The primary cells can be used in drug toxicity studies and this is  one of the particularly exciting opportunities for primary cells and one where we can reduce the amount of animal testing. Until now, regulatory agencies have typically recommended animal studies for toxicity testing.  However, because animal models are not often predictive of human responses, and there is an increasing desire to minimize animal testing for ethical reasons, many researchers are now using primary human cells derived from healthy tissue to complement and even replace animal studies.

Primary cells become especially important when an incidence of toxicity in animals occurs during pre-clinical testing. By including both animal and human cells side-by-side in mechanistic toxicity studies, researchers can more definitively demonstrate to regulators how the mechanism of toxicity is different between animals and humans, and find ways to modify the drug to eliminate the toxicity potential. 3D cell models and organ-on-chip platforms  more readily mimic humans and find ways to modify the drug to eliminate the toxicity potential.

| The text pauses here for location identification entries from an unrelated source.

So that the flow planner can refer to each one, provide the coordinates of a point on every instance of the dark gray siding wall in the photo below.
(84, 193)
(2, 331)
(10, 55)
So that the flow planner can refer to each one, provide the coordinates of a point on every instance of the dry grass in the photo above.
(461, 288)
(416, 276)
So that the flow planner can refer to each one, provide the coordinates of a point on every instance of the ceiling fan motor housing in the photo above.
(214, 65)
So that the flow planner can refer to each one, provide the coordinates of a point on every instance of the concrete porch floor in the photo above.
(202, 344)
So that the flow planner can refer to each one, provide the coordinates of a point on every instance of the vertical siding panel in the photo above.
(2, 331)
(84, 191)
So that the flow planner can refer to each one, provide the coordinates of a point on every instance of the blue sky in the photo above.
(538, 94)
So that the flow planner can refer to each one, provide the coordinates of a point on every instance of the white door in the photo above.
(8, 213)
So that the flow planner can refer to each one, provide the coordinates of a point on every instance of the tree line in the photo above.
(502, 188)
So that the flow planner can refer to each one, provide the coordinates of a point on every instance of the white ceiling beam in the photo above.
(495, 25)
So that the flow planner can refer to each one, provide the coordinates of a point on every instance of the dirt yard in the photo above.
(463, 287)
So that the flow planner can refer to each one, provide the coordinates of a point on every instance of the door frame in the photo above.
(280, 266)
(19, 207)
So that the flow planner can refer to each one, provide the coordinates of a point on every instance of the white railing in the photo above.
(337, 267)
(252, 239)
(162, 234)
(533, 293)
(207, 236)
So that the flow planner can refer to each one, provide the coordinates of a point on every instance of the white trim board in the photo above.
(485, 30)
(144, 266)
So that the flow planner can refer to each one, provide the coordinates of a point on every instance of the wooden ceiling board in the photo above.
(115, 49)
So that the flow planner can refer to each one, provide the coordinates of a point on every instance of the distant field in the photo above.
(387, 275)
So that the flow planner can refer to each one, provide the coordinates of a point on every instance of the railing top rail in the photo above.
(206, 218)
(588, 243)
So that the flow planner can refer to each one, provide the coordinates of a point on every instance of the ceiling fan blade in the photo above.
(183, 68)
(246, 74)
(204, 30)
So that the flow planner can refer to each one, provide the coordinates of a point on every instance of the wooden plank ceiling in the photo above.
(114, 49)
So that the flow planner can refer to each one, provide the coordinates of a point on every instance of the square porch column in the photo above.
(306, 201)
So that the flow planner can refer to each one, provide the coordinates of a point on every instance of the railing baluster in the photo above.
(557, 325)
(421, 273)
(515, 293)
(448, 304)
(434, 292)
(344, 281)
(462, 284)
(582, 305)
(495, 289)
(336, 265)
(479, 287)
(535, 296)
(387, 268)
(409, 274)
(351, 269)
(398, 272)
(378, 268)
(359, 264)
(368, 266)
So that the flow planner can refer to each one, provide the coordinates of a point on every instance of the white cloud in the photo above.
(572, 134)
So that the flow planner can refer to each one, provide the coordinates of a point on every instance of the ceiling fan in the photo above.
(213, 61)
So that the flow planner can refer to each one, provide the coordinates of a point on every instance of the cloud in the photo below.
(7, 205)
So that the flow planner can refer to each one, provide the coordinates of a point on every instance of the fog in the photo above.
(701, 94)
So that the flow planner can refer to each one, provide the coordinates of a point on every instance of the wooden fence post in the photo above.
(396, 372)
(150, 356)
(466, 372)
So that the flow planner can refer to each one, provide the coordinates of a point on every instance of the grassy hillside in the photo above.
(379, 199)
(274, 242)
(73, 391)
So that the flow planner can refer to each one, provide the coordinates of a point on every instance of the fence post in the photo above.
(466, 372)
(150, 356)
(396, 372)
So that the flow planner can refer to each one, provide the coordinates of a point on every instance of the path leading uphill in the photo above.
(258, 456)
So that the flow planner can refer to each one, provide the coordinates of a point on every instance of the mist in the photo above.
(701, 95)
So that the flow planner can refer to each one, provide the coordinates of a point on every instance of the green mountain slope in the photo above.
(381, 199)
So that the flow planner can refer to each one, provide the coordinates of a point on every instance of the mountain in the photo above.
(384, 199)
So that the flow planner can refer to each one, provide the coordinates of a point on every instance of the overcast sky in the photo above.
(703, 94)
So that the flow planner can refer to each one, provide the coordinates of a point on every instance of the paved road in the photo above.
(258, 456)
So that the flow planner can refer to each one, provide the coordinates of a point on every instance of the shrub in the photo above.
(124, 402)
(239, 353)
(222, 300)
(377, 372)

They are also increasingly important in this phase of drug development.

Skin modelling is another major application of primary cells in toxicity studies.  Determining what happens to skin when it comes into contact with a new chemical is essential and the use of animal models for this purpose is often not allowed. To address this, primary human keratinocytes and dermal fibroblasts can be combined in a collagen matrix to mimic full-thickness skin for performing testing in the laboratory rather than in animals.